BMS Applauds Opportunities for Value-Based Contracting under RFI
Mike Ryan
Last week, the Centers for Medicare & Medicaid Innovation (CMMI) released a Request for Information seeking public comments on potential new patient-centered initiatives. These initiatives complement existing and ongoing initiatives at the Centers for Medicare & Medicaid Services (CMS). Bristol-Myers Squibb (BMS) applauds the announcement, to “promote patient-centered care and to test market-driven reforms.” It is our belief that these reforms “empower beneficiaries as consumers, provide price transparency, increase choices and competition to drive quality, reduce costs, and improve outcomes.” This is an exciting opportunity for innovators such as BMS as we seek ways to overcome existing hurdles inherent in our federal landscape so we can increase value for patients.
The Agency’s RFI emphasizes increased flexibility and reduced regulatory burden. It focuses on voluntary models, and analyzing options for alternative prescription drug models that can be easily aligned with existing demonstrations and policies already underway. We know from the Agency’s proposed Medicare Outpatient Prospective Payment System and Physician Payment System rules that CMS is looking at ways to reduce regulatory burden for providers and increase flexibility in the U.S. health care system. It is also notable that CMS recently announced plans to move away from mandatory and burdensome episodic payment models, and move toward voluntary models that involve greater stakeholder input and put patients first.
There is greater demand for outcome-based contracting that allows payers and providers to minimize risk, in addition to letting manufacturers differentiate their products in patient care.These changes will be increasingly necessary in today’s marketplace as Medicare and other payers are shifting toward risk-based provider payment systems and delivery models, population health management, and improved data repositories and informatics systems. The trend for outcome-based contracts is still relatively new in the U.S., but the trend is increasing as witnessed by the recent announcement on CAR-T cell therapy for pediatric populations in Medicaid and the Children’s Health Insurance Program.
To be able to engage in value-based contracting, biopharma continues to work with the Food and Drug Administration (FDA) to improve statutory certainty on how manufacturers can share health care economic information and real world evidence to appropriately to inform optimal patient care.
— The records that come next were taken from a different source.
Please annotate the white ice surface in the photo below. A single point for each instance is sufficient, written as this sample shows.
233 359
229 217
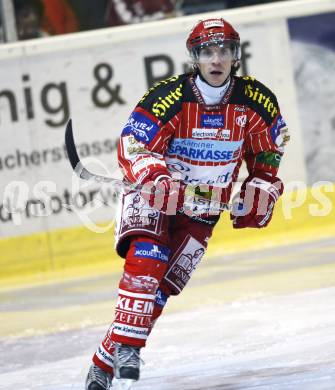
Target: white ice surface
280 342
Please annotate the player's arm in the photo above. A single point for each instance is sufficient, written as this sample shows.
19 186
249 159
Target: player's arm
264 147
But there is more to be done. For there to be clear pathways, federal policymakers must be open to changes to anti-kickback statutes, as well as government price reporting, 340B oversight, and current Medicaid rebate regulations. This will help expand and clarify safe harbors and reform price and rebate reporting to align with new contracting arrangements.
Both legislation and regulation are needed to properly define voluntary, value-based contracting arrangements — they establish certain core features, such as risk-sharing. It is also imperative that stakeholders, most importantly patients, have a common understanding of these arrangements. Any definitions will need to be sufficiency flexible to allow for potential innovative structures that have yet to be developed. In addition to updating directly relevant laws and regulations, such as those related to pricing, policy makers should consider whether existing fraud, abuse, and monitoring paradigms protect all stakeholders impacted by value-based arrangements.